Does my hon. Friend the Member for Manchester, Withington (Jeff Smith) agree that when we are looking at devolution and the reconfiguration of health across Greater Manchester, the evidence shows overwhelmingly that public opinion will be undermined if we rush ahead with a proposal that is clearly not good for the people of Greater Manchester? People have genuine concerns that we will not achieve the fantastic things that we could by looking at reconfiguration of health. We must consider pausing the situation and listen to the general population of Greater Manchester, giving them a voice in this process which they feel they have not had so far.
My hon. Friend makes an excellent point. Clearly, Wythenshawe was the public choice for a specialist hospital.
On working together, which I was just talking about, there is clearly a growing and improved relationship between Wythenshawe and the Manchester Royal Infirmary. Some people see that as a concern, but I think that it is very much to be welcomed and we need to see it as an opportunity.
In south Manchester, we have the opportunity to be an exemplar of partnership working. We have two fine hospitals in Wythenshawe and the MRI, which are on either side of my constituency. My constituency also houses the excellent—and, I believe, underused—facilities at Withington community hospital, which was established under the last Labour Government. I look forward to an expanded role for Withington community hospital in health provision in south Manchester, supporting the two major hospitals and providing joined-up services for all our communities.
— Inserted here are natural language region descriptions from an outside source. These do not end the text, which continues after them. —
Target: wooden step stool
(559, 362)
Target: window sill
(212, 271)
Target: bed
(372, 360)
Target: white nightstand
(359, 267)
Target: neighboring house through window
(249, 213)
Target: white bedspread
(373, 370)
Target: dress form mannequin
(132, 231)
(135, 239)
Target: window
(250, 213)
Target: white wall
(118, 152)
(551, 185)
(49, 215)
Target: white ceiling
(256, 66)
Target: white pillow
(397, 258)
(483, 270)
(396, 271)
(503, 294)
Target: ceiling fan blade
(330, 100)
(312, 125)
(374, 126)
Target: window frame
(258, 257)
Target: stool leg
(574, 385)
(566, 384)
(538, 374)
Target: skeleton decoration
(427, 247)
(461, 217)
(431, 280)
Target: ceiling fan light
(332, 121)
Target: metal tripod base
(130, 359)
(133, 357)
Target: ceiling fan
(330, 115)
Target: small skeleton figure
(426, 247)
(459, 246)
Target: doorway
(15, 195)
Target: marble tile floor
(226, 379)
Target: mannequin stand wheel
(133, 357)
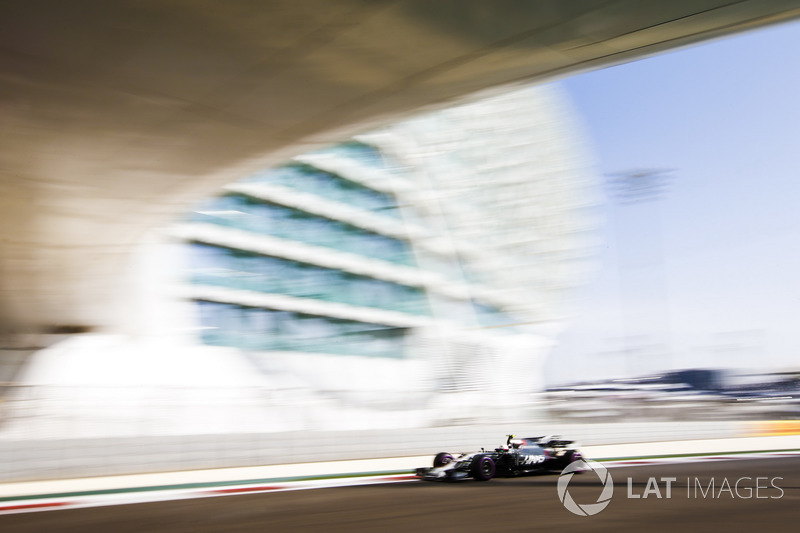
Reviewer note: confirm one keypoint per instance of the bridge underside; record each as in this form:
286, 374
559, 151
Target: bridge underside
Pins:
117, 116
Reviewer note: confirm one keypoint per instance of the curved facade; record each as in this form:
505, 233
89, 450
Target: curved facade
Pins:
431, 256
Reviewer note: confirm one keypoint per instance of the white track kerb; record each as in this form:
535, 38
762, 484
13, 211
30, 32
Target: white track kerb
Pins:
586, 509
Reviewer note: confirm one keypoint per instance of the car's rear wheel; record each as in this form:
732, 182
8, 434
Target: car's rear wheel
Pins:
483, 468
441, 459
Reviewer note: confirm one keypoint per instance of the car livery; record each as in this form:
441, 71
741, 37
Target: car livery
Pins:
518, 457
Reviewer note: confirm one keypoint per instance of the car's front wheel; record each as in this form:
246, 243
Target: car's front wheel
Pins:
483, 468
441, 459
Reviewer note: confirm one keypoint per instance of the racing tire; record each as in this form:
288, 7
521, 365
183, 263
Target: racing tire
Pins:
483, 468
572, 457
441, 459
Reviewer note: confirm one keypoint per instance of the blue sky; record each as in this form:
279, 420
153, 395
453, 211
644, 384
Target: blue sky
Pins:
708, 276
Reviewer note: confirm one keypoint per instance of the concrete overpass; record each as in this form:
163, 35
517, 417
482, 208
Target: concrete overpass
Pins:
117, 116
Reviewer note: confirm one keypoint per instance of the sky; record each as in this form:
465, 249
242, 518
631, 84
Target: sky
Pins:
706, 276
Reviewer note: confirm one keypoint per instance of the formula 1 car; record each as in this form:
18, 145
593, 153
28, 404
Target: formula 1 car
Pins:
519, 456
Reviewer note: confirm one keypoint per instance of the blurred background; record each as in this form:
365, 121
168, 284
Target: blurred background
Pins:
610, 257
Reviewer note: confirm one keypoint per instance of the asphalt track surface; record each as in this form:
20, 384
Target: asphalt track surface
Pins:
516, 504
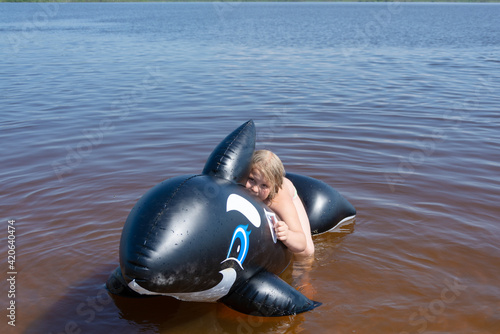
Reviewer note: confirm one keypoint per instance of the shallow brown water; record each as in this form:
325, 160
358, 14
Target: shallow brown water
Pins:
407, 133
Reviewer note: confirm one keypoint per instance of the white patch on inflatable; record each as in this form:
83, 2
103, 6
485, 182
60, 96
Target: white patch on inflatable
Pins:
240, 204
271, 220
210, 295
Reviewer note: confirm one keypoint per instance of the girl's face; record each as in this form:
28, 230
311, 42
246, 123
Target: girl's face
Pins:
258, 185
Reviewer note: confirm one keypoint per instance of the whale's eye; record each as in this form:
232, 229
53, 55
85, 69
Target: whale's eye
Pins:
239, 244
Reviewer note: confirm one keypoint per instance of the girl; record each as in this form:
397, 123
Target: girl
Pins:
267, 181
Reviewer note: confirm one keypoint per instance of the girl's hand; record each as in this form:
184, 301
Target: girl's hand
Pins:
281, 229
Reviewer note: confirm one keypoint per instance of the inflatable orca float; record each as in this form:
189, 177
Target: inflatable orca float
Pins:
205, 238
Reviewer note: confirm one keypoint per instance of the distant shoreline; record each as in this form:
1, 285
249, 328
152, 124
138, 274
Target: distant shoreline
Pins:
440, 1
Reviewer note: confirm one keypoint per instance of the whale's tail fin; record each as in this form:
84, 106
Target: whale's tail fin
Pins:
267, 295
231, 158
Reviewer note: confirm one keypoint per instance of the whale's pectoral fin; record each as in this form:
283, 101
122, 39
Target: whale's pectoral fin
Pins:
267, 295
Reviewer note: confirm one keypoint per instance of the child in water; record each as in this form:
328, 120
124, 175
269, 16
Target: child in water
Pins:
267, 181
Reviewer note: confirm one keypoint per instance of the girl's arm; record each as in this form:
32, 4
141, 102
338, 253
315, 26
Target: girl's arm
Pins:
288, 230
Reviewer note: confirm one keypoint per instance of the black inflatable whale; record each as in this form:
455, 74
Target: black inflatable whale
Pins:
205, 238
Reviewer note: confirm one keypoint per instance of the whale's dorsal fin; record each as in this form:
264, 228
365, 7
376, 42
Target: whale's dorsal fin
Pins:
267, 295
231, 159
We have an opportunity to use Withington community hospital to integrate community services, primary care, secondary care and mental health support, with health services and social care services working together for the benefit of all the community in Manchester Withington and the whole of south Manchester. I urge everyone involved to make the most of that opportunity to expand and improve services at Withington community hospital.
I agree with many comments that hon. Members have made about the Healthier Together process, but I welcome the opportunity to use all those hospital resources together—to use Withington as a thriving community hospital to improve health outcomes for people in south Manchester.
Before I call the Front Benchers, I should say that we are going to have the pleasure of hearing Mike Kane sum up the debate for three minutes at the end. I would be grateful if the Front Benchers would be kind enough to leave him enough time to do that and if he would be kind enough to leave me 30 seconds at the very end to put the motion to the Chamber.